Detection of the expression of PTEN
and pAkt protein via western blot analysis
SMMC-7721 cells were inoculated into 6-well plates
and cultured for 24 h under normal conditions. Once the cells
adhered to the walls, the medium was changed. The cells were next
incubated with 0, 10, 25 and 50 µmol/l of either 15-d-PGJ2 or
pioglitazone for 72 h. After washing cells twice with PBS, 150 µl
cell lysis buffer [20 mmol/l Tris (pH 7.5), 4 mmol/l EDTA (pH 8.0),
2% SDS] were added to each well to crack open the cell membranes
via a cell sonicator (JY96-II; Ningbo Xinzhi Biologic Science and
Technology Co., Ltd., Ningbo, China). After a 10,500 × g
centrifugation step for 10 min, the supernatants containing the
soluble protein fractions were transferred into pre-cooled EP
tubes. Protein concentrations were determined by the BCA method.

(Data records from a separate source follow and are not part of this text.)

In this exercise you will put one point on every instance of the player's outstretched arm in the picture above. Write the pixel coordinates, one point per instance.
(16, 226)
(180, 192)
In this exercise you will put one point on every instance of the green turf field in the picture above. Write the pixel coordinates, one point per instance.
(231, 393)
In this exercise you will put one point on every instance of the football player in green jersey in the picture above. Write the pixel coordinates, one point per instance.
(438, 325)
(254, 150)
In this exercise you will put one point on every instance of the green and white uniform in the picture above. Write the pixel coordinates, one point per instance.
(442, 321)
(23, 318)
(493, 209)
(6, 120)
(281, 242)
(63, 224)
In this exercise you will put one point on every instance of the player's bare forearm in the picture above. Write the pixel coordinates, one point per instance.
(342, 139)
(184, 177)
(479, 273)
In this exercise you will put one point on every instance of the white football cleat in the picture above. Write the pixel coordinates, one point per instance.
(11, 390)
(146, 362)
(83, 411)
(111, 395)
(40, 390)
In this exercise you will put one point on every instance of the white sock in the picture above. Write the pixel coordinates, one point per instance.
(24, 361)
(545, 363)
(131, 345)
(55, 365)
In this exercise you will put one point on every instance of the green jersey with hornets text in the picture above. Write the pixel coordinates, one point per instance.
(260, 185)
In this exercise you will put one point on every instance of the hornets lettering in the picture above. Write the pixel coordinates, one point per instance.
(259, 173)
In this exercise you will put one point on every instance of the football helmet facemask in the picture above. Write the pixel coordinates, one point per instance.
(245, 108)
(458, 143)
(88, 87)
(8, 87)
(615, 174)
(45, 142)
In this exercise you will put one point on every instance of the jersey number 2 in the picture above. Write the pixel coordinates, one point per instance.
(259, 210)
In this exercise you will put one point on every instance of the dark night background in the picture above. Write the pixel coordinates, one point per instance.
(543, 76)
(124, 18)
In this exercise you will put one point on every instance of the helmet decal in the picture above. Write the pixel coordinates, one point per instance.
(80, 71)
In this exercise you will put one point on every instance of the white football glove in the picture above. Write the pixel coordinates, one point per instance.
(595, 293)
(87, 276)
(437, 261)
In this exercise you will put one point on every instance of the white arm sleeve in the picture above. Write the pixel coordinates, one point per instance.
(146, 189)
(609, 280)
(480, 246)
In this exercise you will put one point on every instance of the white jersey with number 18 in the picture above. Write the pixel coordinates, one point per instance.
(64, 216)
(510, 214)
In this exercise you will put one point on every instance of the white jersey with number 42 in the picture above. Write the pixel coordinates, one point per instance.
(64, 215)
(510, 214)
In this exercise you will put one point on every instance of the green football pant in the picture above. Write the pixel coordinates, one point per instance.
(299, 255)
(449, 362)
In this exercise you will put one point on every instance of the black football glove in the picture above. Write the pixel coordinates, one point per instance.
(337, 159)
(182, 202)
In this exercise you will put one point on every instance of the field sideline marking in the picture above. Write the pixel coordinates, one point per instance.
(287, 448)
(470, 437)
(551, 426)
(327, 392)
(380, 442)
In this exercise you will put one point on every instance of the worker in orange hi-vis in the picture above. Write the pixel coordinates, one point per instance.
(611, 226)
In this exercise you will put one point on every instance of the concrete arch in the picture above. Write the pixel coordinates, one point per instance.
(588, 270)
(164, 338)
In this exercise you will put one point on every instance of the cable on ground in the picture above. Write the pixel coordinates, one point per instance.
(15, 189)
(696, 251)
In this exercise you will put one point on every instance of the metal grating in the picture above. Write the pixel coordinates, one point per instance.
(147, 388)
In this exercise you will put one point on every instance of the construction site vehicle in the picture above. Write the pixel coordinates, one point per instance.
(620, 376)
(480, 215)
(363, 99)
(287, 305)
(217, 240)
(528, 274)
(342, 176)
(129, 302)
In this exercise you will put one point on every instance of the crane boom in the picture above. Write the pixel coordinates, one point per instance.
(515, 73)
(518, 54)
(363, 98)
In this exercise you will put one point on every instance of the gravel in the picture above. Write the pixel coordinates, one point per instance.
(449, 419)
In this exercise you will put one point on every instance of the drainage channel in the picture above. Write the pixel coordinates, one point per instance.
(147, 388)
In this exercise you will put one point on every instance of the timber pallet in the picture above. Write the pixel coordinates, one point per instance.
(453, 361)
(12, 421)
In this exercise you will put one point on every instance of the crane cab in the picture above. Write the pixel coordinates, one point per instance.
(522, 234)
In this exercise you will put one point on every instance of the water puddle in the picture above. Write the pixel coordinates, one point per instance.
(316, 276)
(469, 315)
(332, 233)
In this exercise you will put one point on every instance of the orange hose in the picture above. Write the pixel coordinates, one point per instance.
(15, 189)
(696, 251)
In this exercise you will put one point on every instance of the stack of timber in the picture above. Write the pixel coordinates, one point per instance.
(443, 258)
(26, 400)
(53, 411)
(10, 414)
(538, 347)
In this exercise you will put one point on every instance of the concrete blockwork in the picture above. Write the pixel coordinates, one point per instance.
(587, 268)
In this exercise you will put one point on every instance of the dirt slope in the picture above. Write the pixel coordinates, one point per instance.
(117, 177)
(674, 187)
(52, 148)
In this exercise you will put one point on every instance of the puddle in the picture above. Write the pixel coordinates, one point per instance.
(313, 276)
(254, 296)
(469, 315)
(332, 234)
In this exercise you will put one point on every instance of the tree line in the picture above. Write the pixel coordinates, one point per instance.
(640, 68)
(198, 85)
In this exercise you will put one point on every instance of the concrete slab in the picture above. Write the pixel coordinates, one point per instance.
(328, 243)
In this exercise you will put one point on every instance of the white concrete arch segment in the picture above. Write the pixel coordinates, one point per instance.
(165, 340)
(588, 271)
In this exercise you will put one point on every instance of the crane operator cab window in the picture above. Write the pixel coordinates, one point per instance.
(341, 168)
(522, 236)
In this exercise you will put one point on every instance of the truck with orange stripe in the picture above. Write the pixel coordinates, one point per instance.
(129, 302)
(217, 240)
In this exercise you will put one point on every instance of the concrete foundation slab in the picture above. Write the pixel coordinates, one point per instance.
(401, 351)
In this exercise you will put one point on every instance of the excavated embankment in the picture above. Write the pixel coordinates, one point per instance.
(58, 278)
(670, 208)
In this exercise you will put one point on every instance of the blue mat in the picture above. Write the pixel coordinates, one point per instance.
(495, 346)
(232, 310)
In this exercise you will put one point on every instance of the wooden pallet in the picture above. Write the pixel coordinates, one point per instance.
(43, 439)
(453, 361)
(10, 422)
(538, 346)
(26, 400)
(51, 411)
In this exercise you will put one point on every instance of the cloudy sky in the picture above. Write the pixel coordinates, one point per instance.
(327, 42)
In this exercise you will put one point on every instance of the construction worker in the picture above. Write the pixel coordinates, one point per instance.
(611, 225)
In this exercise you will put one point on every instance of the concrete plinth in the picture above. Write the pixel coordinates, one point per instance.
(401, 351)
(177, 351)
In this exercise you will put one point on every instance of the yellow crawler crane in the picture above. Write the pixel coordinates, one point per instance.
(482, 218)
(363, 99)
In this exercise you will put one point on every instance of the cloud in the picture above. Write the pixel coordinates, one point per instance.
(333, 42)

Next, 20 µg total protein were added to loading buffer at a ratio
of 4:1, and boiled for 5 min; after the protein denaturation, the
samples were loaded onto a gel for electrophoresis and then
transferred onto a PVDF membrane (Roche Diagnostics, Basel,
Switzerland). Standard western blot protocols were followed
(protein blotting system; Bio-Rad Laboratories, Inc.). Mouse
monoclonal PTEN antibody (dilution, 1:1,000, catalog no. ab79156)

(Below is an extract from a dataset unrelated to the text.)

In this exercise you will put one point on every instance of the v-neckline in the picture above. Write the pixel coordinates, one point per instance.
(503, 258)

or mouse monoclonal pAkt (dilution, 1:1,000, catalog no. ab105731),
purchased from Abcam (Cambridge, MA, USA) were incubated with the
membranes overnight at 4°C. TBP was used for membrane washing.

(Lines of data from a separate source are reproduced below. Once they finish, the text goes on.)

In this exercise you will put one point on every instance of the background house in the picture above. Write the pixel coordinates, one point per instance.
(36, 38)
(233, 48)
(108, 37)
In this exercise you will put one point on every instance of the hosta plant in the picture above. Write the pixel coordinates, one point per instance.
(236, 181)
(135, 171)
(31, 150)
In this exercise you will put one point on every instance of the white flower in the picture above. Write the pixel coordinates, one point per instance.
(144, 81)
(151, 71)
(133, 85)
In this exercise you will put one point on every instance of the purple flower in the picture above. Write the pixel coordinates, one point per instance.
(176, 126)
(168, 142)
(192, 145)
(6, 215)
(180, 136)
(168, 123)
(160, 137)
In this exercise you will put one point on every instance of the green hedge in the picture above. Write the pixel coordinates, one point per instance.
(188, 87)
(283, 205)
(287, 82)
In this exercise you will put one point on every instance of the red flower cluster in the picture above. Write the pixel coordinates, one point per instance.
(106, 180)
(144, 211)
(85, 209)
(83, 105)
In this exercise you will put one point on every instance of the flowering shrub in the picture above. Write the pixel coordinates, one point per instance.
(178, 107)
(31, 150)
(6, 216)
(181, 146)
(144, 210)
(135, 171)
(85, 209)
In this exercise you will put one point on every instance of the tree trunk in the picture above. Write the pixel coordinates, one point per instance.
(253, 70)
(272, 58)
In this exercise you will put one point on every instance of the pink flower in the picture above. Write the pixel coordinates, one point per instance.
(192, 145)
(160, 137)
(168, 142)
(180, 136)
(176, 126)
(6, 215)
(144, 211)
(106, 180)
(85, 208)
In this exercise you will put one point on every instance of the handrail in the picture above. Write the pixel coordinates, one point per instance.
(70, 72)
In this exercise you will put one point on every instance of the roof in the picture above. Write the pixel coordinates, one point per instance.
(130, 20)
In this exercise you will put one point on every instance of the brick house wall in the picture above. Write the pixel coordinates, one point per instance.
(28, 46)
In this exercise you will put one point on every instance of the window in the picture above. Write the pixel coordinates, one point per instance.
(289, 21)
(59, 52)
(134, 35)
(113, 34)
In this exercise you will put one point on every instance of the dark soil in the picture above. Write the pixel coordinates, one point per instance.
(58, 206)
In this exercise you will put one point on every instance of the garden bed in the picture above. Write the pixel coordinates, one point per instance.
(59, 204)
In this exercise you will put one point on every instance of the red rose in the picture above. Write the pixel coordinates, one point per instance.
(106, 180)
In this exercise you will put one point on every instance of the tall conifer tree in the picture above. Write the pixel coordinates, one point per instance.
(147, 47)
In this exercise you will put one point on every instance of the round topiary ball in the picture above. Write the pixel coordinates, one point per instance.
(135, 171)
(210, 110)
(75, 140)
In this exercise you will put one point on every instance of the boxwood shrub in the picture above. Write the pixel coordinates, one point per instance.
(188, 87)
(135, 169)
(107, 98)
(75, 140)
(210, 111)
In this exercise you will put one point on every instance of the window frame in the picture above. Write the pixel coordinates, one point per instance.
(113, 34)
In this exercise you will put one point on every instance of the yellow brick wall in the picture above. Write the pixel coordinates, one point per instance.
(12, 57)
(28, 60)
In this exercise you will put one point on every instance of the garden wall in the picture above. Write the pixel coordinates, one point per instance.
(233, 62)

Then, HRP-labeled goat anti-mouse secondary antibody (dilution,
1:5,000; catalog no. ab6785; Abcam, Cambridge, MA, USA) was added
and incubated at room temperature for 1 h. TBST was used for
washing the membrane three times for 5 min. Finally, the ECL
chemiluminescence method was used for visualizing the results.
Additionally, an α-tubulin antibody (dilution, 1:5,000; catalog no.
5335) was used as the internal reference. Mouse anti-human PTEN
monoclonal antibody (dilution, 1:1,000; catalog no. 9556) and mouse
anti-human pAkt monoclonal antibody (dilution, 1:1,000; catalog no.
12694) were purchased from Cell Signaling Technology, Inc.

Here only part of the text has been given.